When you claim a Bitcoin Address transaction, you give your public key that matches the hash, then you must sign it with that key.

Red's point is that it's easy to quickly generate insecure public keys which you could break and find the private key after you find a collision.

He points out that if the public key was required to be a secure one, one which must have required significant work to find the prime numbers, that would increase the strength above that of the hash function alone.  Someone trying to brute force would have to take time generating a key for each attempt.
BitcoinTalk
#15
From:
satoshi
Subject:
Re: Stealing Coins
Date:
Quote
Here is a paper that claims to find SHA-1 collisions in 2^52 crypto operations. And optimally secure hash would take 2^80 operations. 2^52 time is still large, but it is getting into cluster and botnet range.
2^80 is if you can use a birthday attack.  You can't use a birthday attack for this, so the difficulty is the full 2^160 bits.  Although, if you were trying to crack any one of 1 million (2^20) transactions, you could do a partial birthday attack 2^160/2^20 = 2^140.

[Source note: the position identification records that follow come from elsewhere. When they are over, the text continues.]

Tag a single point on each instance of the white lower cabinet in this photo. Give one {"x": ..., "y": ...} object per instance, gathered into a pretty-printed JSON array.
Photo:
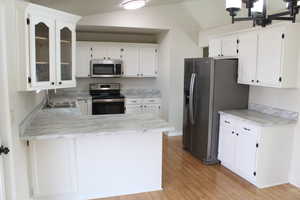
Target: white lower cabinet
[
  {"x": 259, "y": 154},
  {"x": 53, "y": 168},
  {"x": 93, "y": 167},
  {"x": 147, "y": 105},
  {"x": 85, "y": 106}
]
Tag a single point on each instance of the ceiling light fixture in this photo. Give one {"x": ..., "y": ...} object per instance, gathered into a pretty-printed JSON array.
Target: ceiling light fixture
[
  {"x": 257, "y": 11},
  {"x": 133, "y": 4}
]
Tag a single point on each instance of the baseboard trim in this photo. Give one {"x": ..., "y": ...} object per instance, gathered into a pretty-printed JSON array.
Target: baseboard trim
[
  {"x": 174, "y": 133},
  {"x": 295, "y": 184}
]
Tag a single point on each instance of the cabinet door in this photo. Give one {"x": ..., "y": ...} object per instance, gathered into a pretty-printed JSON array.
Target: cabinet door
[
  {"x": 227, "y": 145},
  {"x": 42, "y": 52},
  {"x": 134, "y": 109},
  {"x": 130, "y": 57},
  {"x": 248, "y": 45},
  {"x": 65, "y": 55},
  {"x": 148, "y": 61},
  {"x": 99, "y": 51},
  {"x": 245, "y": 161},
  {"x": 215, "y": 47},
  {"x": 83, "y": 106},
  {"x": 83, "y": 57},
  {"x": 270, "y": 56},
  {"x": 53, "y": 167},
  {"x": 114, "y": 52},
  {"x": 229, "y": 46}
]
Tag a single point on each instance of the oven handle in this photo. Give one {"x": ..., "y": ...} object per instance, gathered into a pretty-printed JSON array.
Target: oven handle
[
  {"x": 108, "y": 100},
  {"x": 115, "y": 69}
]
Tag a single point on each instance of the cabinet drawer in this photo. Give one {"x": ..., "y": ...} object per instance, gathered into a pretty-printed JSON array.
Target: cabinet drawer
[
  {"x": 133, "y": 101},
  {"x": 227, "y": 121},
  {"x": 151, "y": 101}
]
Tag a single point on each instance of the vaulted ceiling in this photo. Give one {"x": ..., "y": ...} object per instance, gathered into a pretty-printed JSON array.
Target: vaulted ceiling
[{"x": 207, "y": 13}]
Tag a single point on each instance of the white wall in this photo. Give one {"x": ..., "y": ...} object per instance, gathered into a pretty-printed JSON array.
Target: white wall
[
  {"x": 20, "y": 105},
  {"x": 288, "y": 99},
  {"x": 179, "y": 43},
  {"x": 116, "y": 37}
]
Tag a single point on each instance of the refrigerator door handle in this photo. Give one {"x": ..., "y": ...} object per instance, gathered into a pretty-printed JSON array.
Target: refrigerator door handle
[{"x": 192, "y": 85}]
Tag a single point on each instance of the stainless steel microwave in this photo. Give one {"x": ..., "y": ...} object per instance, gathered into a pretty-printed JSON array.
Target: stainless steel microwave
[{"x": 106, "y": 68}]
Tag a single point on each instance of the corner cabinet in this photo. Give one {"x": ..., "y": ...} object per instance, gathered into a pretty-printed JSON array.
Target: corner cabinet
[
  {"x": 259, "y": 154},
  {"x": 267, "y": 56},
  {"x": 47, "y": 47}
]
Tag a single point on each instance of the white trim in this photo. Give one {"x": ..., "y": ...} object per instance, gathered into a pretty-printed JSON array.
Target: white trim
[
  {"x": 10, "y": 186},
  {"x": 174, "y": 133}
]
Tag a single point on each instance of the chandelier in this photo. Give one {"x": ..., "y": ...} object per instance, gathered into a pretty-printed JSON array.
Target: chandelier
[{"x": 257, "y": 11}]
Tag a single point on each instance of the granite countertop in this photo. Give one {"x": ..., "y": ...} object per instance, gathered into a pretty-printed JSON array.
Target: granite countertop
[
  {"x": 68, "y": 122},
  {"x": 259, "y": 118},
  {"x": 68, "y": 97}
]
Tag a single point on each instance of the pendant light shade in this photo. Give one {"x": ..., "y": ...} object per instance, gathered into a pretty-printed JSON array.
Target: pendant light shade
[
  {"x": 258, "y": 6},
  {"x": 258, "y": 11},
  {"x": 234, "y": 4},
  {"x": 133, "y": 4}
]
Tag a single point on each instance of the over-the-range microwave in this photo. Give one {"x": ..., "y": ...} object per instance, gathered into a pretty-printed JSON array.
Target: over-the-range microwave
[{"x": 106, "y": 68}]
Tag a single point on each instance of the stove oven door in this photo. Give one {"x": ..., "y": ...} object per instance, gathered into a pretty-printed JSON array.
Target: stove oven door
[{"x": 108, "y": 106}]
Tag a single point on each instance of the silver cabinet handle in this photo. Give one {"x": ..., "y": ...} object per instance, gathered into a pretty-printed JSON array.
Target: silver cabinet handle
[{"x": 192, "y": 85}]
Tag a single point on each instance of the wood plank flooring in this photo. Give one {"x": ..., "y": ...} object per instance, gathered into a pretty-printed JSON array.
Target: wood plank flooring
[{"x": 186, "y": 178}]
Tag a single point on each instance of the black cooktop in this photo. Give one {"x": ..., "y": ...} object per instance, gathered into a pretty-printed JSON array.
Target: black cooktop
[{"x": 107, "y": 96}]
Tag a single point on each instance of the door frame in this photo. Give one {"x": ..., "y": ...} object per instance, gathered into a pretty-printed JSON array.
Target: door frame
[{"x": 6, "y": 137}]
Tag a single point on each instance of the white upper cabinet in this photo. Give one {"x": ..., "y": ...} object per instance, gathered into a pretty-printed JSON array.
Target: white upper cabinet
[
  {"x": 131, "y": 63},
  {"x": 83, "y": 58},
  {"x": 114, "y": 52},
  {"x": 229, "y": 46},
  {"x": 46, "y": 47},
  {"x": 267, "y": 56},
  {"x": 148, "y": 61},
  {"x": 225, "y": 46},
  {"x": 139, "y": 60},
  {"x": 65, "y": 43},
  {"x": 42, "y": 52},
  {"x": 99, "y": 51},
  {"x": 215, "y": 47},
  {"x": 247, "y": 56}
]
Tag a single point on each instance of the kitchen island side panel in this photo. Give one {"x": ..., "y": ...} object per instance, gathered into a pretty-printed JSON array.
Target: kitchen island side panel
[{"x": 113, "y": 165}]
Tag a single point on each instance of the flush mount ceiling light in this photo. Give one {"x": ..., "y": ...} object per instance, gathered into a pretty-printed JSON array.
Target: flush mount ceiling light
[
  {"x": 133, "y": 4},
  {"x": 257, "y": 11}
]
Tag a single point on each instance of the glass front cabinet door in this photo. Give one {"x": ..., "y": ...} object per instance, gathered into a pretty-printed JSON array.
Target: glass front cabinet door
[
  {"x": 65, "y": 43},
  {"x": 42, "y": 53}
]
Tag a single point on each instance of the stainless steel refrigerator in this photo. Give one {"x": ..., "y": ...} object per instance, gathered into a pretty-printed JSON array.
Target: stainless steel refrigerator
[{"x": 210, "y": 85}]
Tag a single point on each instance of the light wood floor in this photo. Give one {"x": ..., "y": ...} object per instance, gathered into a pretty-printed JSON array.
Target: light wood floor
[{"x": 186, "y": 178}]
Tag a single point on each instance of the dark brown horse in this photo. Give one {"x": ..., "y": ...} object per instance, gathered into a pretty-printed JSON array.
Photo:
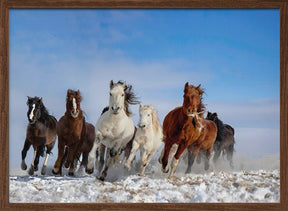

Bitcoin Addresses are the only place where 160-bit hash is used.  Everything else is SHA-256.  They're calculated as:

bitcoinaddress = RIPEMD-160(SHA-256(publickey))

Correct me if I'm wrong (please, and I'll gladly eat crow) but I think it would be hard to use an analytical attack on RIPEMD-160 in this case.  An analytical attack prescribes a certain range or pattern of inputs to try that will greatly increase your chance of finding a collision.  Here, you don't have that kind of control over RIPEMD-160's input, because the input is the output of SHA-256.  If an analytical attack helps you find an input to RIPEMD-160 that produces a collision, what are you going to do with it?  You still have to get SHA-256 to output that value, so you would still have to break SHA-256 too.

For brute force, RIPEMD-160(SHA-256(x)) is no stronger than RIPEMD-160 alone.  But for analytical attack, it seems like you must analytical attack both RIPEMD-160 and SHA-256.  If I'm wrong, then the strength is the same as RIPEMD-160 and the SHA-256 only serves as one round of key strengthening.
BitcoinTalk
#18
From:
satoshi
Subject:
Re: Stealing Coins
Date:
Sorry, actually it's ECDSA (Elliptic Curve Digital Signature Algorithm) not RSA.  I shouldn't have said "prime numbers".  ECDSA doesn't take much time to generate a keypair.